Preventcrypto.org has much more information.

Images

Lumbar puncture being done in Uganda on a new HIV positive patient, to establish if he has cryptococcal meningitis. The patient is lying on his left side and the lumbar puncture needle is deep between his lumbar vertebra in the spinal canal, with clear cerebrospinal fluid (CSF) coming out slowly. Dr Henry is measuring his CSF lumbar pressure using a manometer (should be 12-19 cm H20). Over 65% of patients with cryptococcal meningitis have raised intracranial pressure, which needs repeat lumbar puncture in many patients to prevent death and visual loss. The CSF in the manometer (which is sterile) is used for analysis for protein, glucose, cell differential count, cryptococcal antigen detection, bacterial, fungal and mycobacterial culture and PCR for viruses, depending on the clinical circumstances.( Picture taken at Mulago National Referral Hospital, Kampala, Uganda and kindly supplied by David Boulware University of Minnesota).


Typical appearance of a skin lesion in a patient with disseminated cryptococcosis and meningitis.

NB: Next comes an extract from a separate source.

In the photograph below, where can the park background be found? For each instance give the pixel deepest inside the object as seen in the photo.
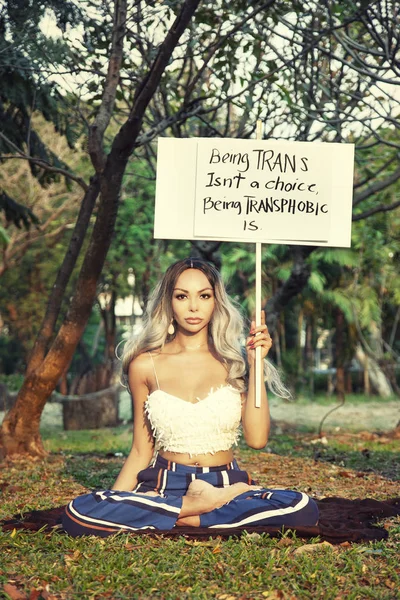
(86, 90)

The raised edge, ulceration in the centre of the lesion is characteristic, although similar lesions are produced by Histoplasma and Penicillium marneffei.

Cryptococcus
Another example of a cryptococcal skin lesion


Microscopic appearance of C.neoformans


 Papilloedema of the retina indicating raised intracranial pressure, a major complication of cryptococcal meningitis. The earliest clinical sign of raised intracranial pressure is reduced pulsation of the retinal veins on direct ophthalmoscopy.